I never did figure out what made Iraq so special in this regard. After all, if the US invaded any country without WMD or a link to al Qaeda, toppled the government, occupied it for some time, and proceeded to construct the state and economy in its own image, then terrorists might well decide to go there and confront the US.
Hell, President Bush could have thrown a dart at a wall map to pick a potential flypaper country. Maybe he could have picked one with a better climate?
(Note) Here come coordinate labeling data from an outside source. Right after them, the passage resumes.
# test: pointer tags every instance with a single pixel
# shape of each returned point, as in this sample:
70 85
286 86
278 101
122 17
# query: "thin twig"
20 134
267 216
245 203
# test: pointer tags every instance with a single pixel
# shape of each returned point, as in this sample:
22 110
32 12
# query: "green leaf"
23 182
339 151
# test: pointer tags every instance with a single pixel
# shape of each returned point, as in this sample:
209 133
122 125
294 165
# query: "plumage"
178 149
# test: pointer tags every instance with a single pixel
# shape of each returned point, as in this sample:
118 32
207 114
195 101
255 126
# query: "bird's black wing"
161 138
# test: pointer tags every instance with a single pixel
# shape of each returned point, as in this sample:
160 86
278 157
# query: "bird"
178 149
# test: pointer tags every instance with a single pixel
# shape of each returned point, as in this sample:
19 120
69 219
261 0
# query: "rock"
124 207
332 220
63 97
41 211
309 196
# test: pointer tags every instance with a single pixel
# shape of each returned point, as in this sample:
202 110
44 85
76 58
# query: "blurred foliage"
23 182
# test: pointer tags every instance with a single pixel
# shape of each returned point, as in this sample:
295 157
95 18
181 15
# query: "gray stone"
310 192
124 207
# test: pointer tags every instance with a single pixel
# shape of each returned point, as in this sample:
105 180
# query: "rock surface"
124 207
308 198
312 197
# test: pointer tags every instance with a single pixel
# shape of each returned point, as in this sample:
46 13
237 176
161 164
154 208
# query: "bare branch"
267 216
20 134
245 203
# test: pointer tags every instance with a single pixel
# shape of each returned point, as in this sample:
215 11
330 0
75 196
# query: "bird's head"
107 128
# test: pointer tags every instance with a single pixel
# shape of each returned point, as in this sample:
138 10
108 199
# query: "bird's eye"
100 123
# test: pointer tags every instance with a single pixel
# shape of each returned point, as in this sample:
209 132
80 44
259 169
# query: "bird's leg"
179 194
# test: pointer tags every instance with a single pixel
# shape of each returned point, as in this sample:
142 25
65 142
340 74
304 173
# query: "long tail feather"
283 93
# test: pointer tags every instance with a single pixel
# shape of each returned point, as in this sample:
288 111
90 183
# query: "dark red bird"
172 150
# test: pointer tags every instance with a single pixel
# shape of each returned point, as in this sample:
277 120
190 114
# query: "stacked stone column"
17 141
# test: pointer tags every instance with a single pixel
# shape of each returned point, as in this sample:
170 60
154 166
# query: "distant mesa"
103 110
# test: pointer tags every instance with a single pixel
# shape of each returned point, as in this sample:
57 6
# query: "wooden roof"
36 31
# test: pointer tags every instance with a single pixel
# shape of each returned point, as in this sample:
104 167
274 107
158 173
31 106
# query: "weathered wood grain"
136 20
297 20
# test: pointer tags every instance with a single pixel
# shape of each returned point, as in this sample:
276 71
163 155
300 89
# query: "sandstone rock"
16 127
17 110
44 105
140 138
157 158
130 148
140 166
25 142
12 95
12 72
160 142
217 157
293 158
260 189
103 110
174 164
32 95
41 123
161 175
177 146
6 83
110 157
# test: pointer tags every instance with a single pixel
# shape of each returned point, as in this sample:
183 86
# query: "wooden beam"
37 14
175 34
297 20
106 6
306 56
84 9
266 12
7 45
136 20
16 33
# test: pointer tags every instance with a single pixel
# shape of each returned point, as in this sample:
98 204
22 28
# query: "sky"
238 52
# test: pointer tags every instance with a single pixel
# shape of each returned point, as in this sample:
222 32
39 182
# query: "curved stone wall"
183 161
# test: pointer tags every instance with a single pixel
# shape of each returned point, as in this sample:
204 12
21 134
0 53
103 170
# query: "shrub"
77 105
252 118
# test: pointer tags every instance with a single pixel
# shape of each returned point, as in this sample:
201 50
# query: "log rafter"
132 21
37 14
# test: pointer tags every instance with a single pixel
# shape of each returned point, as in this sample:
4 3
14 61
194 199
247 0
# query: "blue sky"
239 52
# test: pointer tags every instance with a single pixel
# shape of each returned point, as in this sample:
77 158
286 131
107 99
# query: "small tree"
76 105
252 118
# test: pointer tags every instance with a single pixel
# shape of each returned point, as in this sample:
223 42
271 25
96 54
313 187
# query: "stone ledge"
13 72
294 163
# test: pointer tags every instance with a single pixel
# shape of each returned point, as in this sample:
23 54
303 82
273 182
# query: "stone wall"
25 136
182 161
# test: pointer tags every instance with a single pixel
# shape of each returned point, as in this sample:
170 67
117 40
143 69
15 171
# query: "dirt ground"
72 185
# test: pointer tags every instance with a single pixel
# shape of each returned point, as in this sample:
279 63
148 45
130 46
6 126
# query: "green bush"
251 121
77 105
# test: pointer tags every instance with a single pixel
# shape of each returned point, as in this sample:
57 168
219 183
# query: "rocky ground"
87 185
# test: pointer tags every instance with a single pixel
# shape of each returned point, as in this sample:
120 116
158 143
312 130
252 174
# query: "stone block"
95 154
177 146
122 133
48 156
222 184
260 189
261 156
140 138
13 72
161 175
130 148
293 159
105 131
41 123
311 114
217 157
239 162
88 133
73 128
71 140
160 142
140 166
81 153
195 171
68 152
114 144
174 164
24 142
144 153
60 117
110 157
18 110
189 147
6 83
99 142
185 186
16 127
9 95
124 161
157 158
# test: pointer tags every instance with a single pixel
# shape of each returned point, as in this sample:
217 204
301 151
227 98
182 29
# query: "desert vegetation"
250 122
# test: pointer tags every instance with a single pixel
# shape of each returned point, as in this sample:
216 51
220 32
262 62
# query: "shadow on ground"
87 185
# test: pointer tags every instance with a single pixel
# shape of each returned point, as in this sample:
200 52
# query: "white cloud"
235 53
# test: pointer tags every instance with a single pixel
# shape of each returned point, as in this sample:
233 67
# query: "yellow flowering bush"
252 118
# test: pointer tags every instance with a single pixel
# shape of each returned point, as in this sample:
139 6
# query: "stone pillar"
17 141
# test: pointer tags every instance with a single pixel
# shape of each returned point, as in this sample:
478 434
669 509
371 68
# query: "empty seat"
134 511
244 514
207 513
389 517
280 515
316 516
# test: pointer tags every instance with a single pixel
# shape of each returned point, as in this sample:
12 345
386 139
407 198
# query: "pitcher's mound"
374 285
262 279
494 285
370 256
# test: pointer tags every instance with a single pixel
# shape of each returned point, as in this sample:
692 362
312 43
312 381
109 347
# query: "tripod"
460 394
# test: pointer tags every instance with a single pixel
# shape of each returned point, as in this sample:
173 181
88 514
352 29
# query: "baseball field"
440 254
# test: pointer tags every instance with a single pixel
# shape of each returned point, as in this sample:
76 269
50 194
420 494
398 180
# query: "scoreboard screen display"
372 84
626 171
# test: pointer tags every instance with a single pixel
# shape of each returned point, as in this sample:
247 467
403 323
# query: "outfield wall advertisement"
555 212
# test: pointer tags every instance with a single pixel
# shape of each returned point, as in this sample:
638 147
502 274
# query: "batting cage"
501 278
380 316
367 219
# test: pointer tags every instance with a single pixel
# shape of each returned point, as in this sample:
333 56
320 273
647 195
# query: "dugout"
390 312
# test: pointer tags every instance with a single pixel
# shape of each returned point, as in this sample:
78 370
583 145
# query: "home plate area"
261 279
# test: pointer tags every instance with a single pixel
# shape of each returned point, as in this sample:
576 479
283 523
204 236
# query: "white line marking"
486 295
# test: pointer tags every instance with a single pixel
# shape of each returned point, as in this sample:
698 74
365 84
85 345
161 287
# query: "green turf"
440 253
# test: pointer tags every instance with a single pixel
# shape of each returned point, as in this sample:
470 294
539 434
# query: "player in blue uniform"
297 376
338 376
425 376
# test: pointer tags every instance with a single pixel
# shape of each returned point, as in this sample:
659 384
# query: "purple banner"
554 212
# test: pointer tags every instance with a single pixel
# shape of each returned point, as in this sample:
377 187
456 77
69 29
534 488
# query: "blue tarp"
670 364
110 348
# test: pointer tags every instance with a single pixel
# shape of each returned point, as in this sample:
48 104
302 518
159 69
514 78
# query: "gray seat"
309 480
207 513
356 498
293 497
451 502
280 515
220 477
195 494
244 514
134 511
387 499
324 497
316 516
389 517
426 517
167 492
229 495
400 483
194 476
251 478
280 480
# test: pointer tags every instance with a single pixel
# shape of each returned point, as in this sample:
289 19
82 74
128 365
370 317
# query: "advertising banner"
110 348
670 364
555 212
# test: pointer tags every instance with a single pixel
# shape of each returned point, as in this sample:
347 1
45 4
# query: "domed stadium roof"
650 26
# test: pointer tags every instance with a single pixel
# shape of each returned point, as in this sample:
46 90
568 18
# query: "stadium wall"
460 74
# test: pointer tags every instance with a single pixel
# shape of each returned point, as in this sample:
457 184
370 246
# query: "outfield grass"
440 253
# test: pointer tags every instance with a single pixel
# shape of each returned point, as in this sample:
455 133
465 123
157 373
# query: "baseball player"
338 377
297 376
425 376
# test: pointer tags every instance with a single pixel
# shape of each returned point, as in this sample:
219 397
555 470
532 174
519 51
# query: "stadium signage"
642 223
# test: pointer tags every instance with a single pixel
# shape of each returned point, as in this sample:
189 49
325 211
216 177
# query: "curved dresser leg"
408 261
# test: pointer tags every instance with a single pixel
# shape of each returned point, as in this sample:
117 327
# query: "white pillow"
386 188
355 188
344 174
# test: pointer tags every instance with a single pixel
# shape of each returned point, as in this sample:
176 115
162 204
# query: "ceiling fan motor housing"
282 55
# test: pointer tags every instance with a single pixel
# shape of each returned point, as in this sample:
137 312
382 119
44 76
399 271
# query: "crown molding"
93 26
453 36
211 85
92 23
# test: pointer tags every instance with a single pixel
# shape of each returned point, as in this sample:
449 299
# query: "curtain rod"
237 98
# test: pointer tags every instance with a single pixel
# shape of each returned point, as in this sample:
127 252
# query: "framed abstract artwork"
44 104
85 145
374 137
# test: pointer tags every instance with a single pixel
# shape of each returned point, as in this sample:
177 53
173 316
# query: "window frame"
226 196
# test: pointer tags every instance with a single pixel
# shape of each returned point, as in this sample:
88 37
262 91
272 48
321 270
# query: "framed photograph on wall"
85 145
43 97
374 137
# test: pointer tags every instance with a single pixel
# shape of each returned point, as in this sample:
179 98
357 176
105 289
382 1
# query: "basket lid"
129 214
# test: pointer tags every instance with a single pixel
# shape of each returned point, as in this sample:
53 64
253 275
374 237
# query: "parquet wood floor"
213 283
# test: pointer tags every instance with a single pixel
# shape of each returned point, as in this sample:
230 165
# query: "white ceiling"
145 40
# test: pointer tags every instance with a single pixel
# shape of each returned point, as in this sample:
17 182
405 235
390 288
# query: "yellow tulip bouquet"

In any case, the National Intelligence Council (NIC), which advises the Director of Central Intelligence about "midterm and strategic" concerns and produces National Intelligence Estimates, recently issued a 119 page report that among other things evaluated the war in Iraq and the threat from global terrorism. Apparently, Iraq is successfully attracting terrorists:
"At the moment," NIC Chairman Robert L. Hutchings said, Iraq "is a magnet for international terrorist activity."However, before flypaper adherents get too excited, recognize that Iraq is also serving as a recruitment and training center for terrorists that one day soon might disperse all over the world. These are Dana Priest's lead paragraphs from the Washington Post story:
Iraq has replaced Afghanistan as the training ground for the next generation of "professionalized" terrorists, according to a report released yesterday by the National Intelligence Council, the CIA director's think tank.Not so good. Priest refers to Iraq as a "breeding ground" and "haven" for terrorists. These inflammatory words might have been written by the reporter, but it is clear that they reflect the sentiments of those who drafted the NIC report:
Iraq provides terrorists with "a training ground, a recruitment ground, the opportunity for enhancing technical skills," said David B. Low, the national intelligence officer for transnational threats. "There is even, under the best scenario, over time, the likelihood that some of the jihadists who are not killed there will, in a sense, go home, wherever home is, and will therefore disperse to various other countries."
"The al-Qa'ida membership that was distinguished by having trained in Afghanistan will gradually dissipate, to be replaced in part by the dispersion of the experienced survivors of the conflict in Iraq," the report says.On the bright side, the NIC noted that the chance of great power war is perhaps the lowest it has been in a century.
According to the NIC report, Iraq has joined the list of conflicts -- including the Israeli-Palestinian stalemate, and independence movements in Chechnya, Kashmir, Mindanao in the Philippines, and southern Thailand -- that have deepened solidarity among Muslims and helped spread radical Islamic ideology.